Sammanfattning: In our modern society, we are surrounded by numerous sensors, constantly feeding us information about our physical environment. From small, wearable sensors that monitor our physiological status to large satellites orbiting around the earth, detecting global changes. Although, the performance of these sensors have been significantly improved during the last decades there is still a demand for faster and more reliable sensing systems with improved sensitivity and selectivity. The rapid progress in nanofabrication techniques has made a profound impact for the development of small, novel sensors that enables miniaturization and integration.

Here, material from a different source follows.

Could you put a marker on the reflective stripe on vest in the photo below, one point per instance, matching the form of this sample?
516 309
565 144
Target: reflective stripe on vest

A specific area where nanostructures are especially attractive is biochemical sensing, where the exceptional properties of nanomaterials can be utilized in order to detect and analyze biomolecular interactions. The focus of this thesis is to investigate plasmonic nanoparticles composed of gold or silver and optimize their performance as signal transducers in optical biosensors. Metal nanoparticles exhibit unique optical properties due to excitation of localized surface plasmons, which makes them highly sensitive probes for detecting small, local changes in their surrounding environment, for instance the binding of a biomolecule to the nanoparticle surface. This is the basic principle behind nanoplasmonic sensing based on refractometric detection, a sensing scheme that offers real-time and label-free detection of molecular interactions. This thesis shows that the sensitivity for detecting local refractive index changes is highly dependent on the geometry of the metal nanoparticles, their interaction with neighboring particles and their chemical composition and functionalization. An increased knowledge about how these parameters affects the sensitivity is essential when developing nanoplasmonic sensing devices with high performance based on metal nanoparticles.